It seems there were several "rear recover" processes
running in parallel:

Those ReaR scripts are run two times:

layout/prepare/default/310_remove_exclusions.sh
layout/prepare/default/320_apply_mappings.sh
layout/prepare/default/420_autoresize_last_partitions.sh
layout/prepare/default/430_autoresize_all_partitions.sh
layout/prepare/default/500_confirm_layout_file.sh
layout/prepare/default/510_list_dependencies.sh
layout/prepare/default/520_exclude_components.sh
layout/prepare/default/540_generate_device_code.sh
layout/prepare/default/550_finalize_script.sh
layout/prepare/default/600_show_unprocessed.sh
layout/prepare/default/610_exclude_from_restore.sh
layout/recreate/default/100_confirm_layout_code.sh
layout/recreate/default/200_run_layout_code.sh
layout/recreate/default/250_verify_mount.sh
restore/BACULA/default/400_restore_backup.sh
restore/default/050_remount_async.sh
restore/Fedora/050_copy_dev_files.sh

but other things are run even three times

2022-06-14 12:41:35.888780755 Running mkinitrd...
2022-06-14 12:43:22.759435618 Running mkinitrd...
2022-06-14 12:44:26.001667243 Running mkinitrd...

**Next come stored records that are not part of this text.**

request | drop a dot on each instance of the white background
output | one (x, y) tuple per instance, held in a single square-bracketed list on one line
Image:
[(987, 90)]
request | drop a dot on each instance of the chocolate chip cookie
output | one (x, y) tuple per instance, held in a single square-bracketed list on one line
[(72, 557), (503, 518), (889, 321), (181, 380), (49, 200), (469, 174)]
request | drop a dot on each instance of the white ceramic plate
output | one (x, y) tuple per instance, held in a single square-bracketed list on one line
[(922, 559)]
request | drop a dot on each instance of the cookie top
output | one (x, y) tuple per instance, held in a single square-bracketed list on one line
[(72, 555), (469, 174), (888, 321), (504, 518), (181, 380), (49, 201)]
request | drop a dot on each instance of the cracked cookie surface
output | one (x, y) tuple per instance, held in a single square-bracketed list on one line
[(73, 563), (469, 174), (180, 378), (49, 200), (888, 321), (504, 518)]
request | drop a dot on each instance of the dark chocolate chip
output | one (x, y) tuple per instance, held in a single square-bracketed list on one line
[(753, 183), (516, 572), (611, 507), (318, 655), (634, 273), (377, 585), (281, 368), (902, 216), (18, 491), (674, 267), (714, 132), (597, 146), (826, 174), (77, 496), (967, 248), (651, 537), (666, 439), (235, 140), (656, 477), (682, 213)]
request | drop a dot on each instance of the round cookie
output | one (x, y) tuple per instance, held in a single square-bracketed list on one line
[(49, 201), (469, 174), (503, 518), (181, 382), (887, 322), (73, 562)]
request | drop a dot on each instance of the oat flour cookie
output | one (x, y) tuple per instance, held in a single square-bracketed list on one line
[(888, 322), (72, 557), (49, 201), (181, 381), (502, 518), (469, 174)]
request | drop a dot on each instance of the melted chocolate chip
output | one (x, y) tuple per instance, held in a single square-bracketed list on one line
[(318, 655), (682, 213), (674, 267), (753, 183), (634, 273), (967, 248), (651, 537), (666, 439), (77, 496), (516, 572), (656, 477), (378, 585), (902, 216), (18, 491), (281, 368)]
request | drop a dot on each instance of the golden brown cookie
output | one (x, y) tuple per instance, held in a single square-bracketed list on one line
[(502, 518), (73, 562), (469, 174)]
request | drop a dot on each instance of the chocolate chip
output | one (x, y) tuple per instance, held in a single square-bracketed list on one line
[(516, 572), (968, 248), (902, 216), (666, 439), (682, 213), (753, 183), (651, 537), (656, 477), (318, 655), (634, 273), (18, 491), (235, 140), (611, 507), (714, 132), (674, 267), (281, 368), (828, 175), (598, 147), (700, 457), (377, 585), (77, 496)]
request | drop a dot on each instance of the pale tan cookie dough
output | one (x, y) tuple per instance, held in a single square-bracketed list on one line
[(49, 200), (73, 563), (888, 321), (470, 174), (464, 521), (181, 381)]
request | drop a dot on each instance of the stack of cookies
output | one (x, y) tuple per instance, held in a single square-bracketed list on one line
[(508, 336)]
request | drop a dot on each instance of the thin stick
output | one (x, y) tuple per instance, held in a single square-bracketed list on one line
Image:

Githopp192 commented at 2022-06-30 17:40:

Thanks very much, Johannes.

I can not exclude that I made a mistake (do several runs) - if this were the case - my apologies

jsmeix commented at 2022-07-01 08:18:

The issue is that normally it should not happen that
several "rear recover" (or "rear mkrescue/mkbackup") processes
can run in parallel because we have a check for that in usr/sbin/rear
(I already had "some fun" with that check in the past ;-)

But that check does not yet work sufficiently reliable
in particular not when 'rear' is run from a GitHub checkout/clone
so the 'rear' program is /path/to/checkout/usr/sbin/rear

jsmeix commented at 2022-07-01 08:21:

Via
https://github.com/rear/rear/commit/e04125b03d1ac2f10e965852e9f33d40fe913447
I enhanced the check in usr/sbin/rear
for other simultaneously running 'rear'
to let it find running 'rear' instances
independent of how it was called by the user
in particular also when 'rear' is run
from a GitHub checkout/clone.

jsmeix commented at 2022-07-01 08:31:

@Githopp192 @pcahyna
I assume my enhancement
https://github.com/rear/rear/commit/e04125b03d1ac2f10e965852e9f33d40fe913447
does not help in this particular case here because
https://github.com/rear/rear/files/8995598/rear.log
contains

2022-06-14 12:23:55.694183313 Command line options: /bin/rear recover

so it seems in this particular case here the 'rear' program
is not installed under a /sbin/ (sub)-directory
but under /bin/ which is not what is checked.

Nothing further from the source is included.